Learnable adaptive wavelets#
Experimental code for adaptive wavelet learning.
See https://arxiv.org/pdf/2004.09569.pdf for more information.
- class ptwt.wavelets_learnable.ProductFilter(dec_lo: Tensor, dec_hi: Tensor, rec_lo: Tensor, rec_hi: Tensor)[source]#
Bases:
WaveletFilter,ModuleLearnable product filter implementation.
Create a Product filter object.
- Parameters:
dec_lo (torch.Tensor) – Low pass analysis filter.
dec_hi (torch.Tensor) – High pass analysis filter.
rec_lo (torch.Tensor) – Low pass synthesis filter.
rec_hi (torch.Tensor) – High pass synthesis filter.
- property filter_bank: tuple[Tensor, Tensor, Tensor, Tensor]#
All filters a a tuple.
- class ptwt.wavelets_learnable.SoftOrthogonalWavelet(dec_lo: Tensor, dec_hi: Tensor, rec_lo: Tensor, rec_hi: Tensor)[source]#
Bases:
ProductFilter,ModuleOrthogonal wavelets with a soft orthogonality constraint.
Create a SoftOrthogonalWavelet object.
- Parameters:
dec_lo (torch.Tensor) – Low pass analysis filter.
dec_hi (torch.Tensor) – High pass analysis filter.
rec_lo (torch.Tensor) – Low pass synthesis filter.
rec_hi (torch.Tensor) – High pass synthesis filter.
- filt_bank_orthogonality_loss() Tensor[source]#
Return a Jensen+Harbo inspired soft orthogonality loss.

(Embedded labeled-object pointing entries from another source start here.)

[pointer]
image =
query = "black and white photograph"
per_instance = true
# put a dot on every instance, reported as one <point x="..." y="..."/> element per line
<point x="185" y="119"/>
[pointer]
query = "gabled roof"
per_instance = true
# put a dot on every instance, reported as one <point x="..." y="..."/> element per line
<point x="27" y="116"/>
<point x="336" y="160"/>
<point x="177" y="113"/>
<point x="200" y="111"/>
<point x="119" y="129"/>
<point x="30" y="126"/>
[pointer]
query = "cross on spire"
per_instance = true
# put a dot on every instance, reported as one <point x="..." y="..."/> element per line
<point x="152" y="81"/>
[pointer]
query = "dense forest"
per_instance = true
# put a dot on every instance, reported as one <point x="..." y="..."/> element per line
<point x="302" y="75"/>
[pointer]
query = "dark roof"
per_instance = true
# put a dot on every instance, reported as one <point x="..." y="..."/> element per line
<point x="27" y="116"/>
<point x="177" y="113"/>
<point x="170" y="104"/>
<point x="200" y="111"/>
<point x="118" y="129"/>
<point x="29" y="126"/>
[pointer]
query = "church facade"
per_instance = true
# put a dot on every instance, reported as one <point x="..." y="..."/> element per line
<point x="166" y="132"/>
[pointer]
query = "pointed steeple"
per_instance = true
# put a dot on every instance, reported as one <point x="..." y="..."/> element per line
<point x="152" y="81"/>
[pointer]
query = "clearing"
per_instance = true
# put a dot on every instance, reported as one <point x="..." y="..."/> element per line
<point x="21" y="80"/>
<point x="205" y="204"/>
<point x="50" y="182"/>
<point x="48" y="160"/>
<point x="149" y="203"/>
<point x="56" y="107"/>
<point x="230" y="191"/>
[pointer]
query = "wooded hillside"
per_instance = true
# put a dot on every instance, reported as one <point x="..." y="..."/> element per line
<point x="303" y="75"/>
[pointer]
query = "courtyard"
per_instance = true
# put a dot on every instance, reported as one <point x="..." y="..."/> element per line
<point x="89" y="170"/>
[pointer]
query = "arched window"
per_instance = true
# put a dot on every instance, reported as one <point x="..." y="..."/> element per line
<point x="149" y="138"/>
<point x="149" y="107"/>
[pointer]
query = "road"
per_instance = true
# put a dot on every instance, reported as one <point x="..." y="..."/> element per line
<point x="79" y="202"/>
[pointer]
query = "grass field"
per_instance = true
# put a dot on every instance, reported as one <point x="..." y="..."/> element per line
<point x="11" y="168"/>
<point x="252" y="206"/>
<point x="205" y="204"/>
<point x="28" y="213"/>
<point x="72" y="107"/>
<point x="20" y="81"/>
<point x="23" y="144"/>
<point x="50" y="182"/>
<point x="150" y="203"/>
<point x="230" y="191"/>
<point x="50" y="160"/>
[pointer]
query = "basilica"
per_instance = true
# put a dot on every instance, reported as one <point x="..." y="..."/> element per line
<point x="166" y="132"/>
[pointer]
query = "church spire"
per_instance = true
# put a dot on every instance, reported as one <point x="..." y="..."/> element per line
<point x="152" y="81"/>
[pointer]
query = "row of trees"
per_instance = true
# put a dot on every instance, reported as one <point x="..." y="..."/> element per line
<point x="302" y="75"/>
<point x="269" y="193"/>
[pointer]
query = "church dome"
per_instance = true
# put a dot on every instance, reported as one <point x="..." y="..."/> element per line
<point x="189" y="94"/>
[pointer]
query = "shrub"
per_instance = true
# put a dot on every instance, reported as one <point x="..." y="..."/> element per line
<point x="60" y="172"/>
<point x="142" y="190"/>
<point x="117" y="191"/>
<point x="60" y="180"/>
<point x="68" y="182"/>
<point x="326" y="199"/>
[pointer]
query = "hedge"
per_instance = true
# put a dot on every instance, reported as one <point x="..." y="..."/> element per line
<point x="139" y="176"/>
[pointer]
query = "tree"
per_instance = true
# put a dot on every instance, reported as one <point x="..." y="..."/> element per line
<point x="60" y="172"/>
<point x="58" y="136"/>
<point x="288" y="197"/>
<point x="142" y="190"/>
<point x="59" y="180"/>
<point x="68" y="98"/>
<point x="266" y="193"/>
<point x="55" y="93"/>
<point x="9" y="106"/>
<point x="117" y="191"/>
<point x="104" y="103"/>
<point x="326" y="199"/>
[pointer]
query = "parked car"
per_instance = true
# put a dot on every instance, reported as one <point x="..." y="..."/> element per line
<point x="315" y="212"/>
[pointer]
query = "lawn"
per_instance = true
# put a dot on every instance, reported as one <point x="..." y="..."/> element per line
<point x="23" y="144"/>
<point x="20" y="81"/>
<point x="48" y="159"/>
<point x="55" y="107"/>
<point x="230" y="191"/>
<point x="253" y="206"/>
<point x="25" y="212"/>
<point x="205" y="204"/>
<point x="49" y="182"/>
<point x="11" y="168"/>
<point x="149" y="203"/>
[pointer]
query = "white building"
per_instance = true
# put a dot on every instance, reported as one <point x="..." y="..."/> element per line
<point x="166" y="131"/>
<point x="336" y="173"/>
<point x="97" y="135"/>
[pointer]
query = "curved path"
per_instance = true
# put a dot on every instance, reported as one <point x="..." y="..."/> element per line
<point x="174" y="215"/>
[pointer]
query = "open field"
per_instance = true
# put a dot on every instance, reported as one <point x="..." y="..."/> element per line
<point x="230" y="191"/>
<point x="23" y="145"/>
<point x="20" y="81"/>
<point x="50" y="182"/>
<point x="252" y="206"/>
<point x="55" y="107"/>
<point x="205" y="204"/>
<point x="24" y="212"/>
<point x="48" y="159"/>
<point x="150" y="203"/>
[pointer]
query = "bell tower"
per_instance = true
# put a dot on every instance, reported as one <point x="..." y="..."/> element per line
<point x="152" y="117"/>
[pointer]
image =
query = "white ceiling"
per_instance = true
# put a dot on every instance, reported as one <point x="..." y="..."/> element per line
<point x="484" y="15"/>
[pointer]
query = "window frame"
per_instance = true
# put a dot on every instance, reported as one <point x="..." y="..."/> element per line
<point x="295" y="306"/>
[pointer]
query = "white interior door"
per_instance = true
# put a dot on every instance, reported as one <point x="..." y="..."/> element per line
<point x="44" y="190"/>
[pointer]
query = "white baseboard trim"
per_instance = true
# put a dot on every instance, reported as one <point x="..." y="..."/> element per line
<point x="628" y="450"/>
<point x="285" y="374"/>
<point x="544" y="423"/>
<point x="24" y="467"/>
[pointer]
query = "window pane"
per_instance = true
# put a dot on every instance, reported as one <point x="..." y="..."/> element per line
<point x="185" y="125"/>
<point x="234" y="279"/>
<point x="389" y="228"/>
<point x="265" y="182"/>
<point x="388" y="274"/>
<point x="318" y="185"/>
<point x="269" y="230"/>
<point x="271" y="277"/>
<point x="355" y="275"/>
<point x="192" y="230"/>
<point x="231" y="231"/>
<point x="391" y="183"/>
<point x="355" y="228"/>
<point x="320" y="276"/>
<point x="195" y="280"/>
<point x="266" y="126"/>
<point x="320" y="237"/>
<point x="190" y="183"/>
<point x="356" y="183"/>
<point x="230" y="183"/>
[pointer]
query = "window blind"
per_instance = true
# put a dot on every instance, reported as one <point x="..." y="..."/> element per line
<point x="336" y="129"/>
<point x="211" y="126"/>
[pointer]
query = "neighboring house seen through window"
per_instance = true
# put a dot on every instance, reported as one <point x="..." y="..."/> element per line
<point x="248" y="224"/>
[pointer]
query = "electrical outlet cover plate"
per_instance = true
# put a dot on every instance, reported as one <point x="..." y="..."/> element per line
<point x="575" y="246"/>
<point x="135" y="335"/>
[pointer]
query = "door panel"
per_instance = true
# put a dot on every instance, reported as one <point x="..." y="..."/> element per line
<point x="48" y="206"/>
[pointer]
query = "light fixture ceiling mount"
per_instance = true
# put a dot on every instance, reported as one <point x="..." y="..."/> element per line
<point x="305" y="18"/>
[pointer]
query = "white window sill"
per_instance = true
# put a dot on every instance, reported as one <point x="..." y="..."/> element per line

On Page 79 of the Book Ripples in Mathematics by Jensen la Cour-Harbo, the constraint g0[k] = h0[-k] and g1[k] = h1[-k] for orthogonal filters is presented. A measurement is implemented below.
- Returns:
A tensor with the orthogonality constraint value.
- class ptwt.wavelets_learnable.WaveletFilter[source]#
Bases:
ABCInterface for learnable wavelets.
Each wavelet has a filter bank loss function and comes with functionality that tests the perfect reconstruction and anti-aliasing conditions.
- alias_cancellation_loss() tuple[Tensor, Tensor, Tensor][source]#
Return the alias cancellation loss.
Implementation of the ac-loss as described on page 104 of Strang+Nguyen. $$F_0(z)H_0(-z) + F_1(z)H_1(-z) = 0$$
- Returns:
The numerical value of the alias cancellation loss, as well as both loss components for analysis.
- abstract property filter_bank: tuple[Tensor, Tensor, Tensor, Tensor]#
Return dec_lo, dec_hi, rec_lo, rec_hi.
- perfect_reconstruction_loss() tuple[Tensor, Tensor, Tensor][source]#
Return the perfect reconstruction loss.
- Returns:
The numerical value of the alias cancellation loss, as well as both intermediate values for analysis.
- pf_alias_cancellation_loss() tuple[Tensor, Tensor, Tensor][source]#
Return the product filter-alias cancellation loss.
See: Strang+Nguyen 105: $$F_0(z) = H_1(-z); F_1(z) = -H_0(-z)$$ Alternating sign convention from 0 to N see Strang overview on the back of the cover.
- Returns:
The numerical value of the alias cancellation loss, as well as both loss components for analysis.